Der Ärztin zufolge war der Grund für meine Probleme beim Einschlafen "die Stimulation des sympathischen Nervensystems" infolge der Kryotherapie. "Sobald sich der Körper jedoch beruhigt, kann der Tiefschlaf ohne Unterbrechungen auftreten, da der Körper gut erholt ist und die Erholungshormone wie Melatonin effektiver wirken", sagte sie. Und tatsächlich: Ich las noch Nachrichten auf meinem Handy, starrte eine Weile an die Decke und letztendlich gelang es mir auch, zwei Stunden nach meiner üblichen Schlafenszeit tief einzuschlafen.

Lohnt sich eine Kryotherapie?

Insgesamt bin ich mit meinem Besuch in der Kryokammer sehr zufrieden. Ich hatte zwar anfangs keine großen Erwartungen, war dann aber positiv davon überrascht, wie effektiv die Behandlung war. Vor allem der Energieschub nach der Therapie tat mir wirklich gut – zumal ich seit Frühlingsbeginn mit starker Müdigkeit zu kämpfen habe. Außerdem war es eine spannende Erfahrung, mich selbst zu überwinden und in dieser Extremsituation auszuharren – auch wenn es "nur" wenige Minuten waren. Ich fühlte mich nach der Kryotherapie sowohl körperlich als auch geistig gestärkt. Deswegen könnte ich mir vorstellen, in Zukunft öfter eine Kryokammer zu nutzen.
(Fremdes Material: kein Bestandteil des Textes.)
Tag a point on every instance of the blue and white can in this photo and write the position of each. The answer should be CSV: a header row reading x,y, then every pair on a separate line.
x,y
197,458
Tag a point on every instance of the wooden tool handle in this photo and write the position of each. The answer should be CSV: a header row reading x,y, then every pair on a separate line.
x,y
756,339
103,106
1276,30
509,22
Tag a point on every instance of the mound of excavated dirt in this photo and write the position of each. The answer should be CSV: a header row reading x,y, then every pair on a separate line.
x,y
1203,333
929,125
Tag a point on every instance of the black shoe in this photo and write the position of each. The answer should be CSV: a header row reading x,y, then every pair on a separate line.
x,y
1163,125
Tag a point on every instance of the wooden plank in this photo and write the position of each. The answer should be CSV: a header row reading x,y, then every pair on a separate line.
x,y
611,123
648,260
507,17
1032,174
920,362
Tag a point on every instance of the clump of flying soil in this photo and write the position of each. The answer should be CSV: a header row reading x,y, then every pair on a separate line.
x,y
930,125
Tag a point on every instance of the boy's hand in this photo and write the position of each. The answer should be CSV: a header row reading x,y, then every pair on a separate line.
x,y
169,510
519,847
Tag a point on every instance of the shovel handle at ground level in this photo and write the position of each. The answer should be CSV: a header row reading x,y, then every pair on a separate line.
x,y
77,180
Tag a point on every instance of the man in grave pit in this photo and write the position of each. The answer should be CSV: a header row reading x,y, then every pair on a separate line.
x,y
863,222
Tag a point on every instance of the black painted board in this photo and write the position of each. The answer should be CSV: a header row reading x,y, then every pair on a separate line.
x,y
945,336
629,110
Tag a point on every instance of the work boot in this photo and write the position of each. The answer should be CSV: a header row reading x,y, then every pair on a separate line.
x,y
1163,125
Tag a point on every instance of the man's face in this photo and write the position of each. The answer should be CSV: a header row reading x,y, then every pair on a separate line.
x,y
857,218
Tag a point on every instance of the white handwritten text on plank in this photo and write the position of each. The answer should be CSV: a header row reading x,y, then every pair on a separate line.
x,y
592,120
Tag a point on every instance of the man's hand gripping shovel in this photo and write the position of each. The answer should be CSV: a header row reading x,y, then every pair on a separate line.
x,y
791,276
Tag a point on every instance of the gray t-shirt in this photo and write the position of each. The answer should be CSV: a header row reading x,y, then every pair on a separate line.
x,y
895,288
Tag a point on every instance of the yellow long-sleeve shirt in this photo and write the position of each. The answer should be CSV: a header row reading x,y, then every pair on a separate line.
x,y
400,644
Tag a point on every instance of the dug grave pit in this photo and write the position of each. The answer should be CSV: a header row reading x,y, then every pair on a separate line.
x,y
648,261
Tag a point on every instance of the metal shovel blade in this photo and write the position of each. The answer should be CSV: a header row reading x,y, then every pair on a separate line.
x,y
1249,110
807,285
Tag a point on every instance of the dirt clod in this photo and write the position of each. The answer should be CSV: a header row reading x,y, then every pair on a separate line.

Auch die Ärztin Evelyne Bischof sagt, dass eine Kryotherapie positiven Einfluss auf die Gesundheit haben kann. Unter anderem könne sie "Entzündungen reduzieren, die Erholungszeit nach dem Sport verkürzen und das allgemeine Wohlbefinden verbessern". Euch weitere Lebensjahre schenken, wie einige Longevity-Gurus behaupten, kann sie jedoch wahrscheinlich nicht. Zumindest konnten bisherige Studien noch keine Effekte spezifisch für die Langlebigkeit belegen. Bischof zufolge ist es außerdem wichtig, die Kryotherapie "nur unter fachkundiger Anleitung" durchzuführen. Anderenfalls bestehe das Risiko einer Erfrierung.